New Hampshire Union Leader

May 20. 2014 10:32PM

MANCHESTER — The Board of Mayor and Aldermen on Tuesday voted to approve new parking regulations that will expand 12-hour meter enforcement across the downtown area, while they rejected a fee for resident parking permits.

The aldermen further voted to suspend rules that would have required the new ordinances to pass through two more committees, with the goal of having the regulations go into effect in time for the start of the new fiscal year July 1. The parking ordinances have been reviewed and amended several times since February.

In addition to extended meter enforcement, the charge for all meters would be 75 cents an hour, and the cost of monthly permits at most lots and garages would increase by $10. The changes are projected to bring in an additional $450,000 annually.

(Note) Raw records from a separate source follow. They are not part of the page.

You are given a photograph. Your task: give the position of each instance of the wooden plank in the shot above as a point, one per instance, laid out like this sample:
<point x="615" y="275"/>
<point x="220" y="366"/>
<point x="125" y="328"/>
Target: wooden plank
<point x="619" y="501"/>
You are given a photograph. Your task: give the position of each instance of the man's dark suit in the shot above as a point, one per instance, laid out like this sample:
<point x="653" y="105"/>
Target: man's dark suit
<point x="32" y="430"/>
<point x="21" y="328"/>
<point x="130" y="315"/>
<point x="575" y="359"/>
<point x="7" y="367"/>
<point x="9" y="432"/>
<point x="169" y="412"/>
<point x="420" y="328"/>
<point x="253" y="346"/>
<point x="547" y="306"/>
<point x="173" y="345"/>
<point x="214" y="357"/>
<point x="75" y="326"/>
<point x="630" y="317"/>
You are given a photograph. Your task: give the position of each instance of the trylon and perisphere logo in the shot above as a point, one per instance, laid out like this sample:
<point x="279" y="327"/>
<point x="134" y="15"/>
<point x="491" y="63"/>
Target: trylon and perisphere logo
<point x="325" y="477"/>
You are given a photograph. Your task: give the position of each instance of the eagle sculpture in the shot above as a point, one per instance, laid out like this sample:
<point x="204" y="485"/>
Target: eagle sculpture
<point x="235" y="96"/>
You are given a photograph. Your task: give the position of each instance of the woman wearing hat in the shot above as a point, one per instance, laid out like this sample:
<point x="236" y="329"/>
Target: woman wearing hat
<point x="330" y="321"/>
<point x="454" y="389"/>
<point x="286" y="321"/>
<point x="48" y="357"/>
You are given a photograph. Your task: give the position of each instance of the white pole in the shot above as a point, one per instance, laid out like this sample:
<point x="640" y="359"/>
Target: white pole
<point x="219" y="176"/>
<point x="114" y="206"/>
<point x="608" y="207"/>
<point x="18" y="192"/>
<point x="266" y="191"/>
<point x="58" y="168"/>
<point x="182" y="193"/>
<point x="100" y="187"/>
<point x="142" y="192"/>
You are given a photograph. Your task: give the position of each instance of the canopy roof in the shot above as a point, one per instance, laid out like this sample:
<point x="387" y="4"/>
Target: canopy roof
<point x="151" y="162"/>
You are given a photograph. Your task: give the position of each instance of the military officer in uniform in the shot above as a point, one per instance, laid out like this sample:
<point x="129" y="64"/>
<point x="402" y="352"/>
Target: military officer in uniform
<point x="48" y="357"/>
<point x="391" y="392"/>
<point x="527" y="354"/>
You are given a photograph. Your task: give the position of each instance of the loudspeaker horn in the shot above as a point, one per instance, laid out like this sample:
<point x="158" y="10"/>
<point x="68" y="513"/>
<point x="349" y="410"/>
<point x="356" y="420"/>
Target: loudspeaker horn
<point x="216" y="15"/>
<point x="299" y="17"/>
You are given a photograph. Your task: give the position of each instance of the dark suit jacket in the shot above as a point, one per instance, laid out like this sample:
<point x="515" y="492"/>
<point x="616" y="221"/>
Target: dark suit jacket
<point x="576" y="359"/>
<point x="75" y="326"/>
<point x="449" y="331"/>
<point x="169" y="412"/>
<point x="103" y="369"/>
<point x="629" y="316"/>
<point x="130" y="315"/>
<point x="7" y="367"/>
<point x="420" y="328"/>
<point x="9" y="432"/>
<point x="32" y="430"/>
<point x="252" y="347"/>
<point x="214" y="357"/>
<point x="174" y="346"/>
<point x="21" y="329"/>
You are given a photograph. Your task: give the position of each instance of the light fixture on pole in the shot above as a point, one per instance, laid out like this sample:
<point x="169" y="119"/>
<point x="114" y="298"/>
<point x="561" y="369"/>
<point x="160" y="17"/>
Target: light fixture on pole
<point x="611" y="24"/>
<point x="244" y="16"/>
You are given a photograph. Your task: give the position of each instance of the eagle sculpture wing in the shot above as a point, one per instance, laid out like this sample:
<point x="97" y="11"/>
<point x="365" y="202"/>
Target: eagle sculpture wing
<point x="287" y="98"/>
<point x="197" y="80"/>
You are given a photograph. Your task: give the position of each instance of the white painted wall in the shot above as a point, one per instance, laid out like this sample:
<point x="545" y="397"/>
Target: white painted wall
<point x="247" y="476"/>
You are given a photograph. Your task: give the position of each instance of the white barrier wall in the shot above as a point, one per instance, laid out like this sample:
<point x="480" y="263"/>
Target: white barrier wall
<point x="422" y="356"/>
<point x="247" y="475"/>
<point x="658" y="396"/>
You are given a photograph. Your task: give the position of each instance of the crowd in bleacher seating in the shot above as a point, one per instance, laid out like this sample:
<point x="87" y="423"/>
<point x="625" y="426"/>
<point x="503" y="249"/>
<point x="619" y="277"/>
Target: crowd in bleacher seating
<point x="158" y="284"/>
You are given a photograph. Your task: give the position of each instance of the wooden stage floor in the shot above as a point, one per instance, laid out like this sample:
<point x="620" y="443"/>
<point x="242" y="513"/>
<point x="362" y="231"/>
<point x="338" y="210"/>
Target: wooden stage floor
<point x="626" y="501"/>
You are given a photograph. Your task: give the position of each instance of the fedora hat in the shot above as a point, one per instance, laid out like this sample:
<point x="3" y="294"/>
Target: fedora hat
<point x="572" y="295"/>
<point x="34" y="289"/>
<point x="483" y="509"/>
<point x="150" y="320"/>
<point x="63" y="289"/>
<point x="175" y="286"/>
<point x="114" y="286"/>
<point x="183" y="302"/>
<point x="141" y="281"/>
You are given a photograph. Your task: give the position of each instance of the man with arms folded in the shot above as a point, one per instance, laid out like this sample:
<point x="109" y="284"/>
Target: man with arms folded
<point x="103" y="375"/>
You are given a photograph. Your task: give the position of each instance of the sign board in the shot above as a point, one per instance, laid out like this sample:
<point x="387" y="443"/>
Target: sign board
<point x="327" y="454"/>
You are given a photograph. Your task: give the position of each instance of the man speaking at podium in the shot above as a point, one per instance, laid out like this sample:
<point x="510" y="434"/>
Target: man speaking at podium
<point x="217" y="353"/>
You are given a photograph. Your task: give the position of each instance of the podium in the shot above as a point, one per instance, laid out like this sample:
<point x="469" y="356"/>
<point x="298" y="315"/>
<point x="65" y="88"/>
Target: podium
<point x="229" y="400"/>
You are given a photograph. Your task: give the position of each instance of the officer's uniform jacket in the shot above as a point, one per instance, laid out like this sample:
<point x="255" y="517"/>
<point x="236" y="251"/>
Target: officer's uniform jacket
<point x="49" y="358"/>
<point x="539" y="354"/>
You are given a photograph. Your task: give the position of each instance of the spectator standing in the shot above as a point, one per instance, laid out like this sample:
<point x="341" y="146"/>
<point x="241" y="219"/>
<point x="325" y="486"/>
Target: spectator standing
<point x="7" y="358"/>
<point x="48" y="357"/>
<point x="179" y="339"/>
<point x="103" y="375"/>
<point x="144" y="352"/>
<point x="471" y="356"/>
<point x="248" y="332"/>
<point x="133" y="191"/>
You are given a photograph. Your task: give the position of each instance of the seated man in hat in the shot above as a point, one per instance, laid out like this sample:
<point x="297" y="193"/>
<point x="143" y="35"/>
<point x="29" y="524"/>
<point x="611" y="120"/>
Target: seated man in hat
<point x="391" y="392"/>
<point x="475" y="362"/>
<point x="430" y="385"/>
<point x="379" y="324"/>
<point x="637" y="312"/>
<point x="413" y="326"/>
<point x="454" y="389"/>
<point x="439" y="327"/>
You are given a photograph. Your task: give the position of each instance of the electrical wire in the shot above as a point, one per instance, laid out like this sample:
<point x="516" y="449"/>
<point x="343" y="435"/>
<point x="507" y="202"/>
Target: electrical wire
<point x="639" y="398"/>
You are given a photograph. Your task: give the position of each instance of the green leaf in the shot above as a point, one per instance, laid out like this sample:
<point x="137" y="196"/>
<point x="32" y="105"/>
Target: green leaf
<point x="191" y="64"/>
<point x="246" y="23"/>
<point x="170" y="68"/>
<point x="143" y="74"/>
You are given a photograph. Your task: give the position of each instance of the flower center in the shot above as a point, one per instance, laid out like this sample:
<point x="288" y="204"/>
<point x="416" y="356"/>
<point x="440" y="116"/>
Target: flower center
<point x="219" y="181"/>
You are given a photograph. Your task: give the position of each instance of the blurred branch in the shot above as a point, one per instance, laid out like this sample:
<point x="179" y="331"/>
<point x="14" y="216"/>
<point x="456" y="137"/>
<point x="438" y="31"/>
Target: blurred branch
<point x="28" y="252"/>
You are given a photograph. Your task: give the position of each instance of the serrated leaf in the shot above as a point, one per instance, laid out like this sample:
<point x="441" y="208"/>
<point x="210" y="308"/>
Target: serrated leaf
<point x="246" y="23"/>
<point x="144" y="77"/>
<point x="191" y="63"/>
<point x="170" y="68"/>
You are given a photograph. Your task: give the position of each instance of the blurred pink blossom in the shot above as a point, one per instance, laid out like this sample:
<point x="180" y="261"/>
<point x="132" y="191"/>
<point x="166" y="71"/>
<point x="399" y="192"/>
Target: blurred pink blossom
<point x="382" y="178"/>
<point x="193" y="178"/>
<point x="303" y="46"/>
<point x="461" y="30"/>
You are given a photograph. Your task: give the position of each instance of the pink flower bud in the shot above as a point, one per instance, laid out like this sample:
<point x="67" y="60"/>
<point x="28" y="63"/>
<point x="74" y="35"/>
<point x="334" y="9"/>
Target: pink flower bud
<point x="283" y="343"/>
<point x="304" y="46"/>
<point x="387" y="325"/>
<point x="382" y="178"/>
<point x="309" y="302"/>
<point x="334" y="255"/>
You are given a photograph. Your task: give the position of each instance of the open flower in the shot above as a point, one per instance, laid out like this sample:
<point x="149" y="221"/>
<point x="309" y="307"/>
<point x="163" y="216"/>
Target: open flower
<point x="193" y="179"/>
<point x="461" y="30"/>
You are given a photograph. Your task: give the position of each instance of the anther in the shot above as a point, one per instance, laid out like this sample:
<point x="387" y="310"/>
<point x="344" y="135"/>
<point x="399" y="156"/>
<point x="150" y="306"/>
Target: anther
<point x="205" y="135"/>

The main sticking point in passing the ordinances was a $100 fee for resident permits that people living downtown could get to park in spaces without having to feed meters.

The traffic and public safety committee earlier in the day voted 3-2 to recommend removing the resident permit fee while passing the other regulations.

Ward 3 Alderman Pat Long said he was concerned the fee would discourage people from moving downtown and would be onerous for low-income residents.

But Ward 4 Alderman Jim Roy disagreed.

“I believe we should be charging for residential permits,” he said. “I don’t think we should be giving these away for free,” he said.

The city currently issues 530 resident permits free of charge.

After a short debate, the full board voted to approve the changes without the permit fee. Only Ward 12’s Keith Hirschmann and Alderman-at-Large Joe Kelly Levasseur voted no.

With the changes, parking meters will be enforced from 8 a.m. to 8 p.m., Monday-Friday, across the entire downtown area, from the Millyard to Union Street, and from Harrison Street in the north to Granite Street. Meters would also be enforced on Saturday from 10 a.m. to 8 p.m. on Elm Street from Bridge Street to Auburn Street.